Btw, the benchmark of 5.5 was this just "core.clj" or entire Clojure src? I assumed entire Clojure src

carocad17:10:20

nope, it was just core.clj

borkdude17:10:13

Ah I see. I think if you would rewrite this using tools.reader it could be orders of magnitude faster, if that’s a goal

borkdude17:10:50

But then you’re basically doing the same as rewrite-clj

carocad17:10:09

> But then you’re basically doing the same as rewrite-clj yeap, exactly. That is not a goal. rewrite-clj already does that so no need to do the same. That is what I meant before with “I prefer to make instaparse faster than to completely rewrite this just to make it faster”

carocad17:10:57

parcera is still in its infancy … with time we will see which path it takes 😉

alexmiller17:10:33

Btw there was an antlr grammar in Clojure long long ago, before the LispReader existed

carocad18:10:34

oh really ? what happened with it ? I find it quite nice to have a grammar to look at as “source of truth” for a language.
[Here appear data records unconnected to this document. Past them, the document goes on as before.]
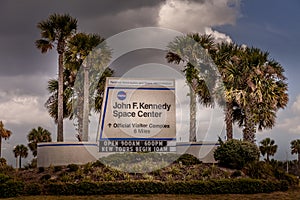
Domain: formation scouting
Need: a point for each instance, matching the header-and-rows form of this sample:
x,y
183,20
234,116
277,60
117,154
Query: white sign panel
x,y
138,115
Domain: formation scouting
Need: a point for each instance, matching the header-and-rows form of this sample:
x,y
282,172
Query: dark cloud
x,y
18,30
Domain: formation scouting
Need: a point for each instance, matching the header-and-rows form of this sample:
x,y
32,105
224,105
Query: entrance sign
x,y
138,115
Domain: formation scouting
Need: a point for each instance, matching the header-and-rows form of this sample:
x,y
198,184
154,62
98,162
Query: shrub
x,y
236,173
225,186
4,178
98,164
236,154
33,189
188,160
45,177
11,189
72,167
41,169
57,168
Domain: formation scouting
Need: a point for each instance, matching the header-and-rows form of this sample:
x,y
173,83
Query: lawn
x,y
292,194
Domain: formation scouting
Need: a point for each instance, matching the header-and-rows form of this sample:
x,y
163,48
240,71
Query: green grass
x,y
292,194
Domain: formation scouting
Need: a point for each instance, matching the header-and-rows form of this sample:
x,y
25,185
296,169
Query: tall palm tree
x,y
21,151
227,61
263,92
90,52
55,31
295,146
268,148
35,136
193,51
4,133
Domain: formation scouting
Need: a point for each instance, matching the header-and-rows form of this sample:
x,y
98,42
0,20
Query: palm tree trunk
x,y
192,115
228,120
20,165
86,93
0,145
249,129
60,111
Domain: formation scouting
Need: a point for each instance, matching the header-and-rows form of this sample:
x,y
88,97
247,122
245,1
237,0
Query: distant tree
x,y
235,153
56,30
89,52
35,136
22,152
4,133
268,148
194,51
295,146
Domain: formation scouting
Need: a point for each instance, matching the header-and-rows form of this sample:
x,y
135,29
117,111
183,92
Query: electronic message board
x,y
138,115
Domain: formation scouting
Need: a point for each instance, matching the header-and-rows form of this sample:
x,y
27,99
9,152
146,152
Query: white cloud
x,y
296,104
219,37
24,110
190,16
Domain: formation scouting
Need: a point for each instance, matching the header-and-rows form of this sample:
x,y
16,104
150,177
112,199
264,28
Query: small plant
x,y
236,173
45,177
87,168
174,170
2,162
127,176
236,154
98,164
188,160
57,168
41,169
108,177
4,178
33,189
72,167
169,178
148,177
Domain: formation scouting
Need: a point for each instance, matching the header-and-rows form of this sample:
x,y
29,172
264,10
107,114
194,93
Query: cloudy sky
x,y
272,25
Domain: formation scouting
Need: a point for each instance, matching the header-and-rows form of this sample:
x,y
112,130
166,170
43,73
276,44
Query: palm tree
x,y
21,151
56,30
263,92
227,61
295,146
4,133
268,148
194,50
35,136
90,52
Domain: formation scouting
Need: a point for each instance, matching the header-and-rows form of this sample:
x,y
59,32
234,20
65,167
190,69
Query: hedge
x,y
226,186
11,189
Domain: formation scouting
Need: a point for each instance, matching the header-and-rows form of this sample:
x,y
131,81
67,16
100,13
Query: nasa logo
x,y
121,95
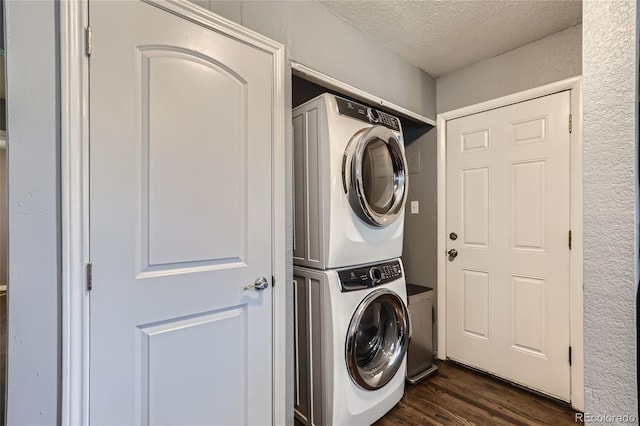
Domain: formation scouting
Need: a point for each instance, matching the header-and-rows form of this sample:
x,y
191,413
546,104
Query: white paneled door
x,y
508,221
181,119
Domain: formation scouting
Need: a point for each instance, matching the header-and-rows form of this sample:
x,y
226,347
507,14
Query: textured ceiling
x,y
442,36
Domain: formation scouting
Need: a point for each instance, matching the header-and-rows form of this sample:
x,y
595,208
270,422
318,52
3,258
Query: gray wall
x,y
550,59
316,38
610,183
420,239
547,60
34,264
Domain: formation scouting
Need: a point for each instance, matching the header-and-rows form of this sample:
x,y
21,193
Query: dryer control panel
x,y
367,114
363,277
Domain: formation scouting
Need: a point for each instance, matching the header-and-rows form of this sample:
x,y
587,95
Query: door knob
x,y
260,284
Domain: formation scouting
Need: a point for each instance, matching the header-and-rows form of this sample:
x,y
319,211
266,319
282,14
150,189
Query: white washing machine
x,y
352,331
350,184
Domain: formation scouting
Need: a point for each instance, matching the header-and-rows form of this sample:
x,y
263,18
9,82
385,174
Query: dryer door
x,y
374,175
377,339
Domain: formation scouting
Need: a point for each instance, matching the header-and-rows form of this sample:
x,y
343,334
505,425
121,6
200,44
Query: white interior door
x,y
180,221
508,202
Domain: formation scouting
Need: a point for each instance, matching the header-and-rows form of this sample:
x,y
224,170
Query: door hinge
x,y
87,41
89,276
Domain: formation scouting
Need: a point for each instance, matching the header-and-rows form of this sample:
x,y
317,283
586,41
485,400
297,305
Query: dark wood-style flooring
x,y
459,396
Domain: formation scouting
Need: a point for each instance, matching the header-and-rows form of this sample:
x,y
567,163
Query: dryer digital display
x,y
364,113
363,277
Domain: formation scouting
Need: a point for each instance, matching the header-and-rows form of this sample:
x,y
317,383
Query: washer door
x,y
374,175
377,339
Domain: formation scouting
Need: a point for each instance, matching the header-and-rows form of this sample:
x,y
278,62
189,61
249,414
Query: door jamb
x,y
576,309
74,101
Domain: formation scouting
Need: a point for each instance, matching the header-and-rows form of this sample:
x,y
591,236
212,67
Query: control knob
x,y
373,115
375,274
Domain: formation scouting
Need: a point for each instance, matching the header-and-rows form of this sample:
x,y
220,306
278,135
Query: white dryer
x,y
350,184
352,330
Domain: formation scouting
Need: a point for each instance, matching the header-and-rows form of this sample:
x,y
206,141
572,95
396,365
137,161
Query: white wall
x,y
547,60
610,184
34,240
316,38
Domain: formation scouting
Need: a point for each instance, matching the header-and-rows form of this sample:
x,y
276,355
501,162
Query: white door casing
x,y
508,201
573,86
187,143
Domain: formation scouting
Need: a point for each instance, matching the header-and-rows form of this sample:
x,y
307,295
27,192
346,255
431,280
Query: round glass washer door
x,y
374,175
377,339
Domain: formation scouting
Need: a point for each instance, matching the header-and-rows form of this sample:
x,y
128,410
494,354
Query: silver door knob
x,y
260,284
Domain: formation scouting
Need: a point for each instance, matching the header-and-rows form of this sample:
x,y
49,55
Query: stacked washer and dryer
x,y
351,321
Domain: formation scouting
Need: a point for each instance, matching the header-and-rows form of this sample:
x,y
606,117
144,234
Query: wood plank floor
x,y
459,396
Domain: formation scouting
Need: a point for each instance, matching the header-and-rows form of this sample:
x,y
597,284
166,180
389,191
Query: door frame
x,y
74,117
576,309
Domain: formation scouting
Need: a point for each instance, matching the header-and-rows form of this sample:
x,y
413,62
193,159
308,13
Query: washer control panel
x,y
363,277
367,114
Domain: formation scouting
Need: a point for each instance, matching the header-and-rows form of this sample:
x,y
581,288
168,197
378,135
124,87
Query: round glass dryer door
x,y
377,339
374,175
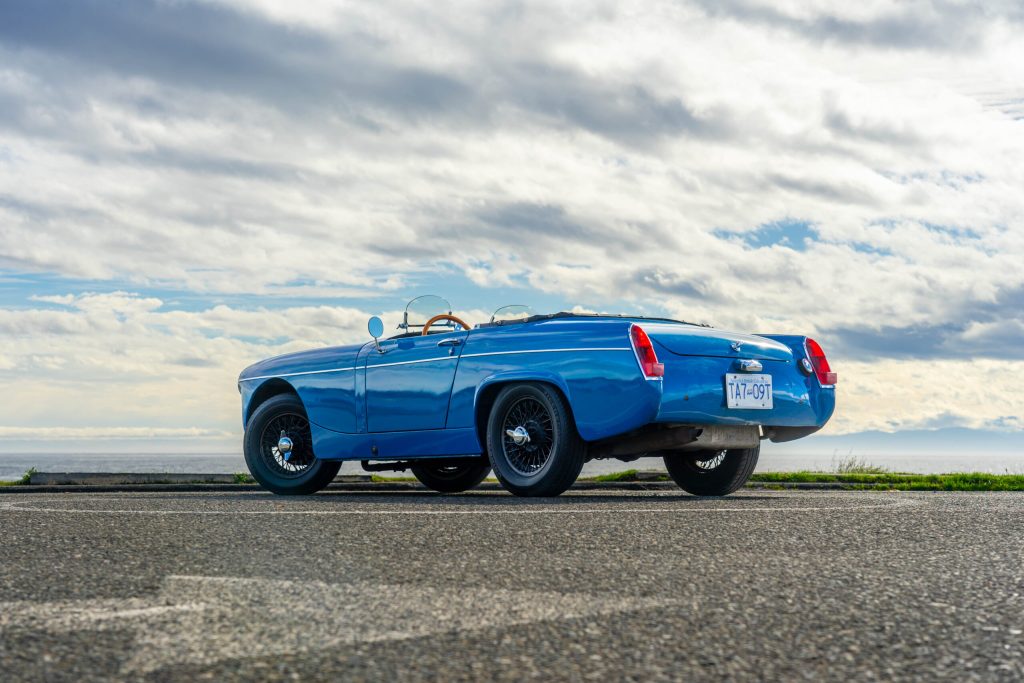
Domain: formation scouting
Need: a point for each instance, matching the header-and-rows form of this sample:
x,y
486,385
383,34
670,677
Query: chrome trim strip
x,y
548,350
443,357
410,363
307,372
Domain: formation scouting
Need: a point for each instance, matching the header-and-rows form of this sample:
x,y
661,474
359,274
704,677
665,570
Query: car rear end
x,y
780,383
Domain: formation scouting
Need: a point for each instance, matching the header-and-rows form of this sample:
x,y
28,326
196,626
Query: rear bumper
x,y
694,393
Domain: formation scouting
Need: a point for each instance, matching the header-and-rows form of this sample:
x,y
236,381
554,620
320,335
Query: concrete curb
x,y
108,482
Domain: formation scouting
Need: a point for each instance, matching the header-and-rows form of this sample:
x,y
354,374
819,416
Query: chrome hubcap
x,y
519,435
285,445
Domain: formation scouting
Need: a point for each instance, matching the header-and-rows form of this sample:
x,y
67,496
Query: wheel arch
x,y
266,390
487,390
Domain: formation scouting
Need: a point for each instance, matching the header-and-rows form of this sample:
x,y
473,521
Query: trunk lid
x,y
709,342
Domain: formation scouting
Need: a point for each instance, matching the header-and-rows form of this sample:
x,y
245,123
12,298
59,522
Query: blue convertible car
x,y
531,397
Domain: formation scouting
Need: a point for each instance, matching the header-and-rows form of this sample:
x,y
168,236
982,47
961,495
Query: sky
x,y
187,186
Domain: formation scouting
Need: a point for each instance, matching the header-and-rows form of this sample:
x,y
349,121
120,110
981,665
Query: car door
x,y
410,384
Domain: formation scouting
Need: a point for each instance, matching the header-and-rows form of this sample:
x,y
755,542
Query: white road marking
x,y
205,620
530,510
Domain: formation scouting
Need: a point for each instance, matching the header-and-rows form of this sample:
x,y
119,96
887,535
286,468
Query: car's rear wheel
x,y
713,472
532,442
279,449
451,476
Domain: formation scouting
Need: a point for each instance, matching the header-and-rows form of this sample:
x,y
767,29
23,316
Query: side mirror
x,y
376,329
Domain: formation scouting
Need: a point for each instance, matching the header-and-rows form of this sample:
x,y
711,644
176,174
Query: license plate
x,y
750,391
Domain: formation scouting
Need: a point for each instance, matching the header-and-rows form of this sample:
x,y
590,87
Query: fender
x,y
521,376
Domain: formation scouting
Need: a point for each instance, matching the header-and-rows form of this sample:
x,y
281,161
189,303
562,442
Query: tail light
x,y
819,364
645,353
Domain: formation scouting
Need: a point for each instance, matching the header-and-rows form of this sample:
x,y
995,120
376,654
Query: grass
x,y
630,475
854,465
900,481
859,474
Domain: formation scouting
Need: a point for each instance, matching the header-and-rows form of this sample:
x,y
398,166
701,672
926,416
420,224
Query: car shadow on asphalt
x,y
399,499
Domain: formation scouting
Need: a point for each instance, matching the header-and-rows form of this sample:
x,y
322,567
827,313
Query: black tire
x,y
713,473
300,472
451,476
550,461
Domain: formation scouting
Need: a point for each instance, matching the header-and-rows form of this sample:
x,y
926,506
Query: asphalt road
x,y
596,585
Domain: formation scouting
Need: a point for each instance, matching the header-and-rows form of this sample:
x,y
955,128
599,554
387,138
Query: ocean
x,y
12,466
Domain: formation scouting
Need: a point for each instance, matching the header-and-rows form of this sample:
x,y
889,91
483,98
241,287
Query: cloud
x,y
849,171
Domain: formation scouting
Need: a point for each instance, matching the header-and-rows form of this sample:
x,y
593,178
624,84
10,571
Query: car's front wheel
x,y
453,476
279,449
713,472
532,442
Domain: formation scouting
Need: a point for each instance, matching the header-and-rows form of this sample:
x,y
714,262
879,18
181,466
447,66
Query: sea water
x,y
12,466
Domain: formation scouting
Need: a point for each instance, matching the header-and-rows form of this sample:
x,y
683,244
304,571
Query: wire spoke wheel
x,y
300,458
713,472
710,464
527,455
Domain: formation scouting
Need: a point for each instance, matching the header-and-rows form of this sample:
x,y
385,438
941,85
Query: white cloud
x,y
596,152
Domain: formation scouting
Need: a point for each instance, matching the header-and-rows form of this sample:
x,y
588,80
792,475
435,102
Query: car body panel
x,y
421,399
408,386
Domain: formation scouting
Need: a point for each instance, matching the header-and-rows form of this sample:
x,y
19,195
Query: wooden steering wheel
x,y
443,316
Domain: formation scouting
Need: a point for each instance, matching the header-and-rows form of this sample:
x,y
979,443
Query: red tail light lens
x,y
645,353
820,364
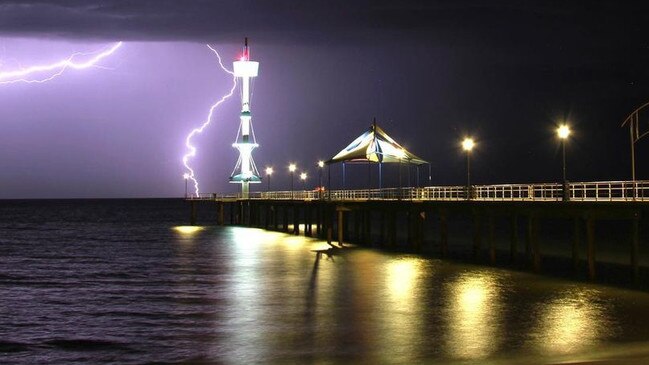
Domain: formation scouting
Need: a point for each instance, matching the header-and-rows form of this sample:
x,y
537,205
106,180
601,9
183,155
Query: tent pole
x,y
399,179
329,182
369,179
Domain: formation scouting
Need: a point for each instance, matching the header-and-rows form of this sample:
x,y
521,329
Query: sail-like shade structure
x,y
376,146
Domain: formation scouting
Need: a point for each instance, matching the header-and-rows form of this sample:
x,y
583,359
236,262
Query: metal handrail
x,y
577,191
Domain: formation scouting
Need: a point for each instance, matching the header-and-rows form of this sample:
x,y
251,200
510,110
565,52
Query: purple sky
x,y
501,72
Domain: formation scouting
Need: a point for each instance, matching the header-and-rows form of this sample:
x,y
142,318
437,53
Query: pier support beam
x,y
477,235
576,242
341,213
590,237
635,229
443,233
492,243
513,238
192,214
532,249
220,214
296,219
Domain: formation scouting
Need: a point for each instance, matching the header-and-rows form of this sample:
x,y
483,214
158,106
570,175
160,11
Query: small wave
x,y
10,346
87,345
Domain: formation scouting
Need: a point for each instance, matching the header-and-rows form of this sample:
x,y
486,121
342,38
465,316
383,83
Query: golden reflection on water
x,y
571,322
402,276
474,314
188,230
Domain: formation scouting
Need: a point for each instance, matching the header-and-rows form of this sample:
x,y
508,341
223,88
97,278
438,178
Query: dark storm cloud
x,y
289,21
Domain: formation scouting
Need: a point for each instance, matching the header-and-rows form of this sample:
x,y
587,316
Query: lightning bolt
x,y
191,149
54,70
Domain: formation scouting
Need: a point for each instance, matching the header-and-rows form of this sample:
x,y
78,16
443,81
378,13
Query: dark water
x,y
115,282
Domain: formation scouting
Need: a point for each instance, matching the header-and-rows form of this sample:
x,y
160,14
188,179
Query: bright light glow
x,y
572,322
188,141
468,144
475,308
402,276
43,73
188,230
563,131
246,68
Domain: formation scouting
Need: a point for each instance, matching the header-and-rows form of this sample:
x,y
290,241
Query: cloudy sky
x,y
430,72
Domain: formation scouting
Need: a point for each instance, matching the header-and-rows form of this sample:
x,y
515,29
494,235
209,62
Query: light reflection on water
x,y
239,295
474,314
573,321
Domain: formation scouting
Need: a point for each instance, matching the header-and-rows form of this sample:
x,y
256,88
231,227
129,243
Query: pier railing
x,y
600,191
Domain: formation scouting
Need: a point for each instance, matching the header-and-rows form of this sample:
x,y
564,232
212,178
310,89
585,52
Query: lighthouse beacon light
x,y
245,171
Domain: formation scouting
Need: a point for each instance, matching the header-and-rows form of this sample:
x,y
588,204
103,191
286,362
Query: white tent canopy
x,y
376,146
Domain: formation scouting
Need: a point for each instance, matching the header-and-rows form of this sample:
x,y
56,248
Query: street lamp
x,y
467,145
320,167
292,167
563,132
303,177
269,172
186,177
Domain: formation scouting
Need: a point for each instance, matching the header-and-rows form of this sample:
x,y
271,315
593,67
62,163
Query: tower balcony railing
x,y
598,191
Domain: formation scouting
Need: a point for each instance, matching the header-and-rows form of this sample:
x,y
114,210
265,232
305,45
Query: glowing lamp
x,y
563,131
468,144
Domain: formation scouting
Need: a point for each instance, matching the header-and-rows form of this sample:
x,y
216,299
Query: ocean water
x,y
120,282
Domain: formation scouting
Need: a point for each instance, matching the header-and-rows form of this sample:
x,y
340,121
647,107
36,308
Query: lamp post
x,y
303,177
467,145
291,169
563,132
269,172
186,177
320,167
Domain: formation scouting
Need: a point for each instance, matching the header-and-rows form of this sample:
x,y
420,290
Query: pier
x,y
417,219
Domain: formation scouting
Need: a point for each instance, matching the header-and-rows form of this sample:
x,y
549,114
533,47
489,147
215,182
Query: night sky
x,y
430,72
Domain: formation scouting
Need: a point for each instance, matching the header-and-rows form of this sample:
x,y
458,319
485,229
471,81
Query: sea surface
x,y
123,282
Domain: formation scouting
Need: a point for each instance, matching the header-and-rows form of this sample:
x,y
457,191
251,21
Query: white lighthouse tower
x,y
245,171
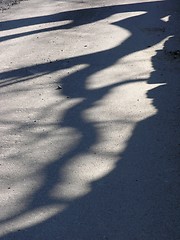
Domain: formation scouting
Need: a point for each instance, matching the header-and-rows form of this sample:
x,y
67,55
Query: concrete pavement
x,y
89,120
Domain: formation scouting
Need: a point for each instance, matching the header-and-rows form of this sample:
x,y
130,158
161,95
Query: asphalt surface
x,y
89,120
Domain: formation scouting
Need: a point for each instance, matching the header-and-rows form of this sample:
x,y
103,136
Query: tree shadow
x,y
138,199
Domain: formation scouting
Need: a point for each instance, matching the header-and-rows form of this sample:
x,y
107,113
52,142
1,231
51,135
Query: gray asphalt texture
x,y
89,120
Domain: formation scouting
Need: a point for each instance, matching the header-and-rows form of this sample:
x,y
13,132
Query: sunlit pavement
x,y
89,120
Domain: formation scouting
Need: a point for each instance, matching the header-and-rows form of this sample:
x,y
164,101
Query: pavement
x,y
89,120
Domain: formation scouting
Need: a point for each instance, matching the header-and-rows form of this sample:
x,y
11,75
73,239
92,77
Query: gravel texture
x,y
6,4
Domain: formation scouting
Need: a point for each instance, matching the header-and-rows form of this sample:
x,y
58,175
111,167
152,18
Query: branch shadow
x,y
138,199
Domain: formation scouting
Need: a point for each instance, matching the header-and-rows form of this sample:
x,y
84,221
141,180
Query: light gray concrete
x,y
89,120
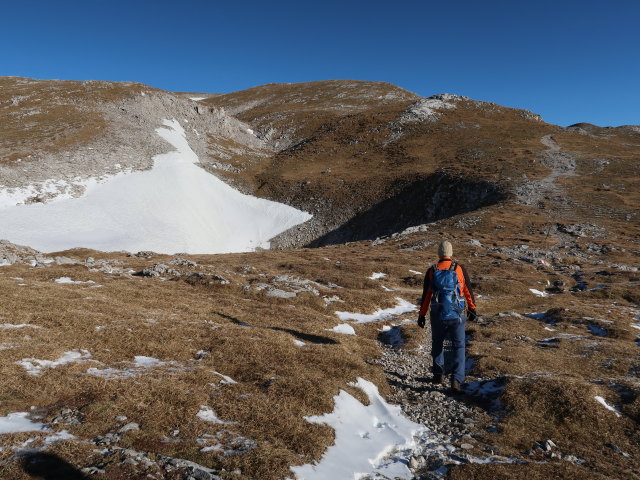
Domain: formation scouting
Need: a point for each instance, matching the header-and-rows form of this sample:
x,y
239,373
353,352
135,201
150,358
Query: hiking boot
x,y
456,386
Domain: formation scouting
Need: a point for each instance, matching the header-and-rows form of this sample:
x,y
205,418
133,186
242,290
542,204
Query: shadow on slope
x,y
427,200
48,466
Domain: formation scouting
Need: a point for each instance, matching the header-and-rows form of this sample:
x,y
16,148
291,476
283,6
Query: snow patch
x,y
9,326
365,435
225,379
343,328
19,422
208,415
604,403
175,206
538,293
34,366
69,281
402,307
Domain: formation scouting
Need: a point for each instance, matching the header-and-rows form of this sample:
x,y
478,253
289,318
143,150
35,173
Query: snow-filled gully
x,y
174,207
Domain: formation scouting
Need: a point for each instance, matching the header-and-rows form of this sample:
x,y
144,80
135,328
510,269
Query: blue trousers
x,y
455,333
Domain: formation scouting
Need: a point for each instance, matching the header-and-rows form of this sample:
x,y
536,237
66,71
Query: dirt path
x,y
547,193
453,422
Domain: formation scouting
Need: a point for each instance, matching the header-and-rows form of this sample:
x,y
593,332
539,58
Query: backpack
x,y
447,303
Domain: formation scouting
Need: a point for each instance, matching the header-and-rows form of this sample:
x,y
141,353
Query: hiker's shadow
x,y
48,466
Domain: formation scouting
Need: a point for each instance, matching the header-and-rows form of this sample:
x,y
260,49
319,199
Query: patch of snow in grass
x,y
110,373
34,366
596,330
392,335
365,436
141,361
10,326
19,422
538,293
68,280
202,214
604,403
225,380
402,307
343,328
58,437
208,415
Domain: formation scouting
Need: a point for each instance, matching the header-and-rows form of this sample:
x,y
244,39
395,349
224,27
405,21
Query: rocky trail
x,y
453,422
548,190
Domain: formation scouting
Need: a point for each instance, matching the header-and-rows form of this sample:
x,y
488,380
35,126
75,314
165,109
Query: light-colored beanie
x,y
445,249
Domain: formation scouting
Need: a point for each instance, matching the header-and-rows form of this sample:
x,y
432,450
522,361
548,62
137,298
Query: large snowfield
x,y
174,207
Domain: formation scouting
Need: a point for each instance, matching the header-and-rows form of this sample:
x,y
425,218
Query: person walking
x,y
447,290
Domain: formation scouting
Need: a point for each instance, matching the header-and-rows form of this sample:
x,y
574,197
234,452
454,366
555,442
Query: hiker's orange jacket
x,y
465,285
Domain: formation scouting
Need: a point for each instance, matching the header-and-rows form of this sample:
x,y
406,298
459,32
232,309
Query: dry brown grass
x,y
53,115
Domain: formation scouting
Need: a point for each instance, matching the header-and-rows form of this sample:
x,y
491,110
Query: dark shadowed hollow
x,y
424,201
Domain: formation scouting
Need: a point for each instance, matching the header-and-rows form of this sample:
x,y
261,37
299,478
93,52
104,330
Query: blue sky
x,y
570,61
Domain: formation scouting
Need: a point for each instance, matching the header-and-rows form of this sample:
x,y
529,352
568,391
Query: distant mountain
x,y
364,158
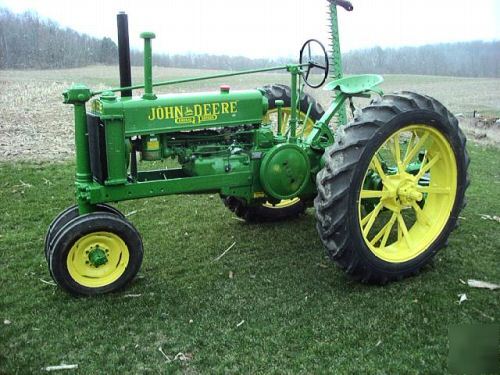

From what I saw in the clojure compiler it seems like a “one pass does all” kind of approach …. I guess due to performance ?

dominicm21:10:40

(parcera/code
  (m/rewrite (parcera/clojure "(-> a b c)")
             [?tag . !rest-pre ... . [:list . (m/pred whitespace?) ... . [:symbol "->"] . (m/or (m/pred whitespace?) [:symbol _ :as !args]) ...] . !rest-post ...]
             (m/with [%list [:list !args [:whitespace " "] . %list ...]]
               [?tag . !rest-pre ... . %list ... . !rest-post ...])

             [?tag . (m/cata !content) ...]
             [?tag . !content ...]

             ?x
             ?x))
I wrote (with a lot of help from #meander) a little tool for rewriting (-> a b c) to (a (b (c))) 🙂 Very handy

alexmiller23:10:23

@ was replaced with the LispReader